A GOOD CONNECTION

A GOOD CONNECTION

From Chicken Soup for the Girlfriend's Soul

A Good Connection

If I had a single flower for every time I think of you, I could walk forever in my garden.

Claudia Grandi

Whenever I heard “A-yuh-n,” it had to be Karen calling. No one else ever drew my name out to three syllables. Never stopping to identify herself, she just leapt in. I would answer the phone, hear my name elongated and know Karen had something to share.

For two years, hers was the voice that made me stop and sit down. Her soft, slow drawl always held love. Whether the subject was frivolous or fraught with urgency, I reveled in the warmth of that voice. How glad I am now that I treasured those calls.

Not that the conversation was anything but predictable “mommy chat.” She’d relate a funny incident that had occurred at the grocery store, commiserate about our pubescent daughters’ temperaments or fuss over what type of dog to get for her three rambunctious kids. Nothing earth-shattering, just day-to-day experiences aired and shared.

Then she was gone, snatched away by leukemia, which came out of nowhere and disappeared with her as quickly and mercilessly as it had come.

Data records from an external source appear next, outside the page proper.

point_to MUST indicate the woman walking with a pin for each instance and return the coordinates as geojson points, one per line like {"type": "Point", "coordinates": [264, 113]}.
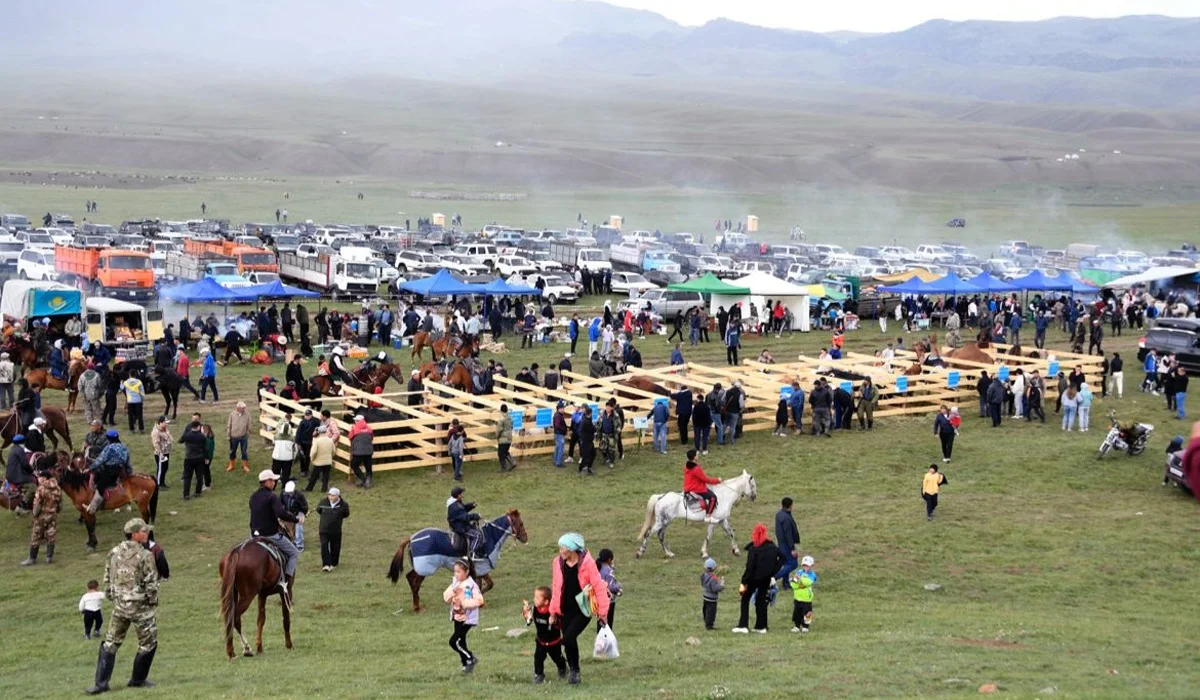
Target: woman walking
{"type": "Point", "coordinates": [930, 485]}
{"type": "Point", "coordinates": [574, 576]}
{"type": "Point", "coordinates": [762, 561]}
{"type": "Point", "coordinates": [945, 431]}
{"type": "Point", "coordinates": [465, 602]}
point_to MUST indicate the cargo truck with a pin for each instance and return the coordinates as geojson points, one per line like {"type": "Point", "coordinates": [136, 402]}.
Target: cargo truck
{"type": "Point", "coordinates": [330, 274]}
{"type": "Point", "coordinates": [119, 274]}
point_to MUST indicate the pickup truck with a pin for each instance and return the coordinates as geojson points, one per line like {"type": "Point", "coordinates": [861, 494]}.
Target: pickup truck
{"type": "Point", "coordinates": [639, 257]}
{"type": "Point", "coordinates": [107, 273]}
{"type": "Point", "coordinates": [331, 274]}
{"type": "Point", "coordinates": [220, 269]}
{"type": "Point", "coordinates": [571, 255]}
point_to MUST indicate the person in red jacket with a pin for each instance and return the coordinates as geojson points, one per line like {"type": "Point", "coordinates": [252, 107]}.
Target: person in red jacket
{"type": "Point", "coordinates": [574, 572]}
{"type": "Point", "coordinates": [696, 482]}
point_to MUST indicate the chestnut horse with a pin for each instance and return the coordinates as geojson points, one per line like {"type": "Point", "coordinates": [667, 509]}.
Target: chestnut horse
{"type": "Point", "coordinates": [55, 425]}
{"type": "Point", "coordinates": [137, 489]}
{"type": "Point", "coordinates": [250, 572]}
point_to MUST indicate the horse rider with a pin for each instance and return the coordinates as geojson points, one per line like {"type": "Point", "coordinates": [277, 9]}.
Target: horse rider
{"type": "Point", "coordinates": [108, 468]}
{"type": "Point", "coordinates": [95, 441]}
{"type": "Point", "coordinates": [58, 363]}
{"type": "Point", "coordinates": [697, 483]}
{"type": "Point", "coordinates": [19, 474]}
{"type": "Point", "coordinates": [131, 582]}
{"type": "Point", "coordinates": [337, 366]}
{"type": "Point", "coordinates": [463, 522]}
{"type": "Point", "coordinates": [265, 513]}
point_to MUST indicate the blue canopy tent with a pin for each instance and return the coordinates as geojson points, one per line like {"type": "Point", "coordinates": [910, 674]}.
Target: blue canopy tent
{"type": "Point", "coordinates": [498, 287]}
{"type": "Point", "coordinates": [1037, 281]}
{"type": "Point", "coordinates": [989, 283]}
{"type": "Point", "coordinates": [441, 283]}
{"type": "Point", "coordinates": [202, 291]}
{"type": "Point", "coordinates": [276, 289]}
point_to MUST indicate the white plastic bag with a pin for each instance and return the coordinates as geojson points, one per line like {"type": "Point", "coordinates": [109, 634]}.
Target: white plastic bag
{"type": "Point", "coordinates": [606, 645]}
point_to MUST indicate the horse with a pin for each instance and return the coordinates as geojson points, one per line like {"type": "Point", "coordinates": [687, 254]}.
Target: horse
{"type": "Point", "coordinates": [168, 383]}
{"type": "Point", "coordinates": [77, 485]}
{"type": "Point", "coordinates": [433, 549]}
{"type": "Point", "coordinates": [55, 425]}
{"type": "Point", "coordinates": [663, 508]}
{"type": "Point", "coordinates": [250, 570]}
{"type": "Point", "coordinates": [71, 384]}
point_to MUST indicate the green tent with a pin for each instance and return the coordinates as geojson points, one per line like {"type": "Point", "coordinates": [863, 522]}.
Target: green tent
{"type": "Point", "coordinates": [708, 285]}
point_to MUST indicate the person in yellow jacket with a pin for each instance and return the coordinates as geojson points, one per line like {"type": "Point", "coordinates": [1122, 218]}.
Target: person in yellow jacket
{"type": "Point", "coordinates": [802, 581]}
{"type": "Point", "coordinates": [929, 488]}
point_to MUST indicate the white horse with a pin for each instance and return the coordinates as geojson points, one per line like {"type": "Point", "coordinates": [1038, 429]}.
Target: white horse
{"type": "Point", "coordinates": [663, 508]}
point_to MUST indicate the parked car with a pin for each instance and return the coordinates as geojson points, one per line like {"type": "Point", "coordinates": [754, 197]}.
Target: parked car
{"type": "Point", "coordinates": [36, 264]}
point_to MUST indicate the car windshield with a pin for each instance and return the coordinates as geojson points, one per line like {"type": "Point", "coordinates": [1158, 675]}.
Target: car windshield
{"type": "Point", "coordinates": [129, 263]}
{"type": "Point", "coordinates": [257, 259]}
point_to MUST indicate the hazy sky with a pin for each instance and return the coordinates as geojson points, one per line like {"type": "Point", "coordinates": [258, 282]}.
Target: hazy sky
{"type": "Point", "coordinates": [897, 15]}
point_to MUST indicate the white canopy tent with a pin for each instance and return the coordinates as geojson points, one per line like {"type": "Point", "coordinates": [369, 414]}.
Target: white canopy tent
{"type": "Point", "coordinates": [762, 287]}
{"type": "Point", "coordinates": [1151, 275]}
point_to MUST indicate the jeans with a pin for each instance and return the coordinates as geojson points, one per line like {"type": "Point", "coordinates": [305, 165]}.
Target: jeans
{"type": "Point", "coordinates": [559, 448]}
{"type": "Point", "coordinates": [209, 383]}
{"type": "Point", "coordinates": [731, 424]}
{"type": "Point", "coordinates": [660, 437]}
{"type": "Point", "coordinates": [234, 442]}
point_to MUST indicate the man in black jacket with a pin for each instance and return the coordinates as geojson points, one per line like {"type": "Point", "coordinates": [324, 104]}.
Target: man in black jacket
{"type": "Point", "coordinates": [789, 537]}
{"type": "Point", "coordinates": [265, 513]}
{"type": "Point", "coordinates": [333, 510]}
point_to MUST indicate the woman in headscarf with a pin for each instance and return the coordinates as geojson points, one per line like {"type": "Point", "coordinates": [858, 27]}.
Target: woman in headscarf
{"type": "Point", "coordinates": [574, 575]}
{"type": "Point", "coordinates": [762, 561]}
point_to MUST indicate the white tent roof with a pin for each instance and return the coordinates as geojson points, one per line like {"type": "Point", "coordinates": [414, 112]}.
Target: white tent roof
{"type": "Point", "coordinates": [763, 285]}
{"type": "Point", "coordinates": [1151, 275]}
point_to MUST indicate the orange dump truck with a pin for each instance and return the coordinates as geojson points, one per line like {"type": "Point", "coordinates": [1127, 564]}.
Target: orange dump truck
{"type": "Point", "coordinates": [113, 273]}
{"type": "Point", "coordinates": [249, 258]}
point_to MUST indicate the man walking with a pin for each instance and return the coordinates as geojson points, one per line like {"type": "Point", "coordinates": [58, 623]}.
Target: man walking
{"type": "Point", "coordinates": [333, 510]}
{"type": "Point", "coordinates": [787, 537]}
{"type": "Point", "coordinates": [131, 584]}
{"type": "Point", "coordinates": [238, 430]}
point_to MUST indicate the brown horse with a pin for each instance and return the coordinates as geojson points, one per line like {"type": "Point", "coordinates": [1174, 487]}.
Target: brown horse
{"type": "Point", "coordinates": [250, 572]}
{"type": "Point", "coordinates": [55, 425]}
{"type": "Point", "coordinates": [136, 489]}
{"type": "Point", "coordinates": [71, 384]}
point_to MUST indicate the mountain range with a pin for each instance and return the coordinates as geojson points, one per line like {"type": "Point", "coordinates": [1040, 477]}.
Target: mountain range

Her absence was palpable. My hair began to fall out by the brush-full, and unless I stayed constantly on guard, tears overwhelmed me at unpredictable moments— stopped at a traffic light or standing in a warm shower. My dearest friend was gone.

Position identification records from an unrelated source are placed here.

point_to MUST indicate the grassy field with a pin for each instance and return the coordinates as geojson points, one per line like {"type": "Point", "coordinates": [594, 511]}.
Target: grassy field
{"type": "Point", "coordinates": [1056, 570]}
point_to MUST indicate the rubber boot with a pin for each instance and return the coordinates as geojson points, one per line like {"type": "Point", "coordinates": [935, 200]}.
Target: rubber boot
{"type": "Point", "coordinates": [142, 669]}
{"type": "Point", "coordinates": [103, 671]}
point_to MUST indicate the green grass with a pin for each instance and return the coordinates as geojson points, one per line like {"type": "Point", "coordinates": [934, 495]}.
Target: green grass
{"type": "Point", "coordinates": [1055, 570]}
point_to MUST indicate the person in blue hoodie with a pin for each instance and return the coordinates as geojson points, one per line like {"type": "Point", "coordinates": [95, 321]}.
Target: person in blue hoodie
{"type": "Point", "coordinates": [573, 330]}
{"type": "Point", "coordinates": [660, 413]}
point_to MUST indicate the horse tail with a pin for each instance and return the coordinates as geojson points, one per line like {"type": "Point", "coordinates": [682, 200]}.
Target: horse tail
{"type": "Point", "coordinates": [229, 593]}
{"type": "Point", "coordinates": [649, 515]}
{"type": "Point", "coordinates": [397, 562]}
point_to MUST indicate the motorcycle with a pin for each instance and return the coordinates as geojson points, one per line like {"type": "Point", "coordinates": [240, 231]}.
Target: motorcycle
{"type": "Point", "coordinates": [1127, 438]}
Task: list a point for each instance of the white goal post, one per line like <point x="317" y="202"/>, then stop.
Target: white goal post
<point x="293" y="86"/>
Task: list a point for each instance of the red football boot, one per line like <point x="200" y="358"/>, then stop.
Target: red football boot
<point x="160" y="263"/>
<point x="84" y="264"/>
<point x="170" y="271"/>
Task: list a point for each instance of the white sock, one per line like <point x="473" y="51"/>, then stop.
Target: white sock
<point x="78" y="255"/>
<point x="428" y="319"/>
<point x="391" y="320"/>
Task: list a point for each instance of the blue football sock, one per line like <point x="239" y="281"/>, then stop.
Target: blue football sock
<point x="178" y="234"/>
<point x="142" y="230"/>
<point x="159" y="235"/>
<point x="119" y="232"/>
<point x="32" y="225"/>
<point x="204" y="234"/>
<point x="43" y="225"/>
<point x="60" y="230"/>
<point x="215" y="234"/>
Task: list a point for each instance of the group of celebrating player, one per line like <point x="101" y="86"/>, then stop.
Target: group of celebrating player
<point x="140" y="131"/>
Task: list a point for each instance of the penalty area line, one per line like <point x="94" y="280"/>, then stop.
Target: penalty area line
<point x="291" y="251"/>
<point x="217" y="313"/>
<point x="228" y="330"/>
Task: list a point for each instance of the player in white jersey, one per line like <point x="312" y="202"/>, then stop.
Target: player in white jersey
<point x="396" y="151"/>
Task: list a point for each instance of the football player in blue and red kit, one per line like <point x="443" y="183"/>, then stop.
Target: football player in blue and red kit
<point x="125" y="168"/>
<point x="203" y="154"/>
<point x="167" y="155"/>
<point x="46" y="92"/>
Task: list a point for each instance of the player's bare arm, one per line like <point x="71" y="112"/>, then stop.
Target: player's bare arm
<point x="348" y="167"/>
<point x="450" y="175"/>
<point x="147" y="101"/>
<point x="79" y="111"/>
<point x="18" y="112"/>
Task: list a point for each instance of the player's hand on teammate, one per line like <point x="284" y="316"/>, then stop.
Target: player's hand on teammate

A few years before we met, I was a young professional nearly always in the company of men. The ratio at work was often 1 to 10 in their favor. I aped male-bonding techniques and enjoyed blending in with the guys. Like other ambitious young women in the seventies, I tailored my business dress toward men’s styles, and felt that everything worthwhile in life happened outside the home.

We baby-boomer girls, who came of age in the era of Women’s Lib, didn’t much value housewives and mommies. When I met Karen during my mid-thirties, I’d had no real “girlfriends” since my college days. The birth of my first child didn’t change that. Wouldn’t it be frivolous to take more than work hours away from my family just to make friends for myself? So when we moved to the suburbs, in the typical city-for-good-schools trade-off, I had plenty of attitude concerning the identity of local mommies.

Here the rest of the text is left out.